The Skeptical Methodologist

Software, Rants and Management

Better Python: Abstract Factory in Python

Frequently design patterns are imported between languages with little thought to how a new language would better express them.  Witness Google’s C++ unit testing framework, which rather blindly follows JUnit even though Boost’s own unit testing framework, leveraging a few naughty macros and a lot of templating, reinvents unit testing in a more succinct and C++ way.  Or, along with testing, you can look at other’s Mock Object frameworks, mostly following the Java tradition versus Mock Objects using templates as proposed in this blog.
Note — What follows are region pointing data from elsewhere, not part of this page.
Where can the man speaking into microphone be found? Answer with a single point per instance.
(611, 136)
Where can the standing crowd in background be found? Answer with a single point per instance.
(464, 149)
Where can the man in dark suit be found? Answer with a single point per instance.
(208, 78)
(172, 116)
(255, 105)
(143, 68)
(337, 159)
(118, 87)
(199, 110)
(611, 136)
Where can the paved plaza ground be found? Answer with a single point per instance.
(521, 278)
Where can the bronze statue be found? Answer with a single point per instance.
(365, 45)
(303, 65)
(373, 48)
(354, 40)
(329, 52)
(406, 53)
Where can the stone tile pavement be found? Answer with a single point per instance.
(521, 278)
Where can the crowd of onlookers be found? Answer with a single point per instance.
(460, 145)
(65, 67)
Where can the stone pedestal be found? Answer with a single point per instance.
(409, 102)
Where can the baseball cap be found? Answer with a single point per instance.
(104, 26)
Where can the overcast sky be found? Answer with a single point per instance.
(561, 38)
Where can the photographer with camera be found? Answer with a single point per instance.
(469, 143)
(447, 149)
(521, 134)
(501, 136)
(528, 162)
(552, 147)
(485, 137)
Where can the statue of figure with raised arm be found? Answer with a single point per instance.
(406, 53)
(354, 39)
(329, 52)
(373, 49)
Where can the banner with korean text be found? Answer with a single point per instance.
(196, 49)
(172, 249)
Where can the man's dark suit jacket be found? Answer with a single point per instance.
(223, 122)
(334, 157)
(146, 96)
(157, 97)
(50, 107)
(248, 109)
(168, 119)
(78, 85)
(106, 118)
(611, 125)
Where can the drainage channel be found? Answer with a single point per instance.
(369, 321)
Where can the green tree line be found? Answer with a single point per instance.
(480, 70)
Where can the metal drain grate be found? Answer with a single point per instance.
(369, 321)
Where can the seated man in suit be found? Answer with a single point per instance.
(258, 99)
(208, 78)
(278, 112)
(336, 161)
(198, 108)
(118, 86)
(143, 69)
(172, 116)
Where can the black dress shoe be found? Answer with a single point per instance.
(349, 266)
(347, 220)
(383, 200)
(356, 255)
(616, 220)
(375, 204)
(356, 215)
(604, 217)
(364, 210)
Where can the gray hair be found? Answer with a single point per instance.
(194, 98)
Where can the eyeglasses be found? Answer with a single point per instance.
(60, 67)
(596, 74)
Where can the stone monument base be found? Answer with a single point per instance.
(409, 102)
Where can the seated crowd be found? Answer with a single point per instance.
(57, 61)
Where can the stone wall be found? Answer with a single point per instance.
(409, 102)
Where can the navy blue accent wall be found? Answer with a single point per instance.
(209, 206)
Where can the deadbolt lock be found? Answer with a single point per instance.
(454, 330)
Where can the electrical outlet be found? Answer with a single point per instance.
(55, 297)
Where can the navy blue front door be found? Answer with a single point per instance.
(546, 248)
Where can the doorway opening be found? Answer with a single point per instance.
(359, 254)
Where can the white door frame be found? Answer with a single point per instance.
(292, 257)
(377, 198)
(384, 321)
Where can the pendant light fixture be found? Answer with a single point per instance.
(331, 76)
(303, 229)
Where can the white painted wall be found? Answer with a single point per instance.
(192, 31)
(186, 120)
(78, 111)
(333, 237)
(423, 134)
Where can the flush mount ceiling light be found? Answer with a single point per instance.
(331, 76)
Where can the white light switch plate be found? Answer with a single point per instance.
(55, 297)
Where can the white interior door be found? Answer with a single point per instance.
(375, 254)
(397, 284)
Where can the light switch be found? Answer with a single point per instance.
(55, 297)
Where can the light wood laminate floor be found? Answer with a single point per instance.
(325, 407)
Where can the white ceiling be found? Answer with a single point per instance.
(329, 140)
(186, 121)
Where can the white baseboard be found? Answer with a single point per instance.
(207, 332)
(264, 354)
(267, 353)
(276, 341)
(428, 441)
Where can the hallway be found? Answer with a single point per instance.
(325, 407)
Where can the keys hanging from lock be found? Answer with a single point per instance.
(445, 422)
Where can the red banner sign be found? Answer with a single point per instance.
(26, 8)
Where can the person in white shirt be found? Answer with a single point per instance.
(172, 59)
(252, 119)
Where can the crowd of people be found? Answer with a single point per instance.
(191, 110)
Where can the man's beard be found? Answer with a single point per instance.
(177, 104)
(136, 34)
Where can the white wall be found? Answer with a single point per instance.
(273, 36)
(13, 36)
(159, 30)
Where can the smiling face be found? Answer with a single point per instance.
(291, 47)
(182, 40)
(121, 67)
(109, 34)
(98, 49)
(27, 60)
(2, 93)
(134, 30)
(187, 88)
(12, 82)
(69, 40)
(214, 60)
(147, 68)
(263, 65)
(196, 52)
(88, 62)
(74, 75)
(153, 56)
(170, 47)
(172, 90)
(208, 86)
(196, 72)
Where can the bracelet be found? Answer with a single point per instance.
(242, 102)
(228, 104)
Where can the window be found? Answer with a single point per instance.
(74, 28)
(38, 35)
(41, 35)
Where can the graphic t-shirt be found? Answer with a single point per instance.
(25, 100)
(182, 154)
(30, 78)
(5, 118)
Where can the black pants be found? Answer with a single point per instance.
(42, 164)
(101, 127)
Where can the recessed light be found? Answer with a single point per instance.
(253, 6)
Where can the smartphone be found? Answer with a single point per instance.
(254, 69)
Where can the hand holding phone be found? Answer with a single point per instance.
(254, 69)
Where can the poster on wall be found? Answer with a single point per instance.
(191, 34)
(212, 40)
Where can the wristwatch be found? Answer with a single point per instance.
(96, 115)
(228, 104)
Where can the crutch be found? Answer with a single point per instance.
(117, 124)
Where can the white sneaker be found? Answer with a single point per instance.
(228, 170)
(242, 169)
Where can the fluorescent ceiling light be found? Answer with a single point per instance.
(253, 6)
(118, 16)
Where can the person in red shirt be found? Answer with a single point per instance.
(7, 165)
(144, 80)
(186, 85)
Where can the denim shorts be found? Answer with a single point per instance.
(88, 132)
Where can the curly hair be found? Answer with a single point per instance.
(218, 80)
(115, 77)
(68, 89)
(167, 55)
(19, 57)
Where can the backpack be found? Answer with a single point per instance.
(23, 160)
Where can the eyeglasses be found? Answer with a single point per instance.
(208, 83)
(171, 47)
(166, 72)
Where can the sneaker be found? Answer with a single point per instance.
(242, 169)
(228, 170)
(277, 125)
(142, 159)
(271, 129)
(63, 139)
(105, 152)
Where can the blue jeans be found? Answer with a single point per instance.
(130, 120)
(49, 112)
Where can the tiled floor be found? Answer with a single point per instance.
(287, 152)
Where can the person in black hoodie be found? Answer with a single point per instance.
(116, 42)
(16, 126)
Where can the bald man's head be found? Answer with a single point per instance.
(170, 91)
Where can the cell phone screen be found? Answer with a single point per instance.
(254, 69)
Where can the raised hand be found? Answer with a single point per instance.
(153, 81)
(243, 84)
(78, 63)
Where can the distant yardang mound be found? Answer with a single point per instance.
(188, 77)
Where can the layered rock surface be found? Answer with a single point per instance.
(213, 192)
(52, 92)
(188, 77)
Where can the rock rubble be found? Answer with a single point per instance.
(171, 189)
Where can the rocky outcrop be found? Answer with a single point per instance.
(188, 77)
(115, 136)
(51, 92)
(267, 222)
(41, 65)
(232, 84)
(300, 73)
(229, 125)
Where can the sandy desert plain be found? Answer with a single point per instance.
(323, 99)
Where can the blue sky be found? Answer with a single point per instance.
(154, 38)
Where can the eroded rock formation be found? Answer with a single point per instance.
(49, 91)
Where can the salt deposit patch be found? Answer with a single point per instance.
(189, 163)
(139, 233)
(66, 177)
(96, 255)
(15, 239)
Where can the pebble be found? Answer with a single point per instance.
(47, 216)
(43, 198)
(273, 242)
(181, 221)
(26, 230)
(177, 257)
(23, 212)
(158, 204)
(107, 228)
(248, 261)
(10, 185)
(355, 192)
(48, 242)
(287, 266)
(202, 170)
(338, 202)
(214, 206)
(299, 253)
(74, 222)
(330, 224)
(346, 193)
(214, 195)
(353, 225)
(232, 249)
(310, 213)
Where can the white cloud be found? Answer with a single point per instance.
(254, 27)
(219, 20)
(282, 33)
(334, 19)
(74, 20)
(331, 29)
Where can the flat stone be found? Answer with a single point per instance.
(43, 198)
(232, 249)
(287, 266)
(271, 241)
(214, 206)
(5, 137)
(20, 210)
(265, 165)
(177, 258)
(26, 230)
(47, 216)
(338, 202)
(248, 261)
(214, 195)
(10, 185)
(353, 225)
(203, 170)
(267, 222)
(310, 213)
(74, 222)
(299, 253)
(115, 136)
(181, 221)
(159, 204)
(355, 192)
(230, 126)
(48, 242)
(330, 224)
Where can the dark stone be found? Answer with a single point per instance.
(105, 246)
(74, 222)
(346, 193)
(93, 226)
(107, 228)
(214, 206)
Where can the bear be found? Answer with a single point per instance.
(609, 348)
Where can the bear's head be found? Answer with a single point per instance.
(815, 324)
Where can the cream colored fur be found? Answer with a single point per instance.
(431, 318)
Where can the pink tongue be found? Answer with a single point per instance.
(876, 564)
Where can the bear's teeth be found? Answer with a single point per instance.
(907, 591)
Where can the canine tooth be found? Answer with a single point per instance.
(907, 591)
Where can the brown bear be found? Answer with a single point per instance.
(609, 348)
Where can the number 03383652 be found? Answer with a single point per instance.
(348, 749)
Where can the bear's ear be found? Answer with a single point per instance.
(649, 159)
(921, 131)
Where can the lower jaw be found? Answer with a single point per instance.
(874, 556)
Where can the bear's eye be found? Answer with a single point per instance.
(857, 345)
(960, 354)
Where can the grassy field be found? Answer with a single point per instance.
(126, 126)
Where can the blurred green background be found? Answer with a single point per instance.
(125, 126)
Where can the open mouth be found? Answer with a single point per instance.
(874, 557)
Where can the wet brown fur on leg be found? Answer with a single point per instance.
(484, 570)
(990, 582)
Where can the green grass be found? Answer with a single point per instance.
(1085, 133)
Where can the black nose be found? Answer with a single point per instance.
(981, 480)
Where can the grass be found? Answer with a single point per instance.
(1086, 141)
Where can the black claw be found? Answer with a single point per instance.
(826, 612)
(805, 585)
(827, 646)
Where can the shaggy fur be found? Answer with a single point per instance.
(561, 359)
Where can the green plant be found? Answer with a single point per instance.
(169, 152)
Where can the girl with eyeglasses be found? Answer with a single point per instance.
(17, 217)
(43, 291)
Another example would be the Abstract Factory, one of the more intimidating patterns, allowing you to write a GUI framework that somehow runs both on Windows and Macs (at least, that was in the brochure).  It provides a single point of interface to an entire collection of factories that produce new objects.  If you want a Windows Button, you ask the Windows factory.  If you are on a Mac, you get a Mac Button.  The point is, both of these Abstract Factories meet a required interface, and each of the functions on that interface return another abstract type a la the factory method pattern.  To put it in more modern parlance, it’s Dependency Injection, except on an insanely wide scale.

If we were trying to code Java in Python, we might come up with something like the following (forgive the spacing, I don’t really have the gumption to figure out the formatting right now…):

class GUI:

def MakeButton():

pass

def MakeWindow():

pass

class MacGUI(GUI):

def MakeButton():

return MacButton()

def MakeWindow():

return MacWindow()

And so on.  Then, to use the GUI abstract factory, we’d simply pass an instantiation of the factory itself to whoever needed to do GUI stuff.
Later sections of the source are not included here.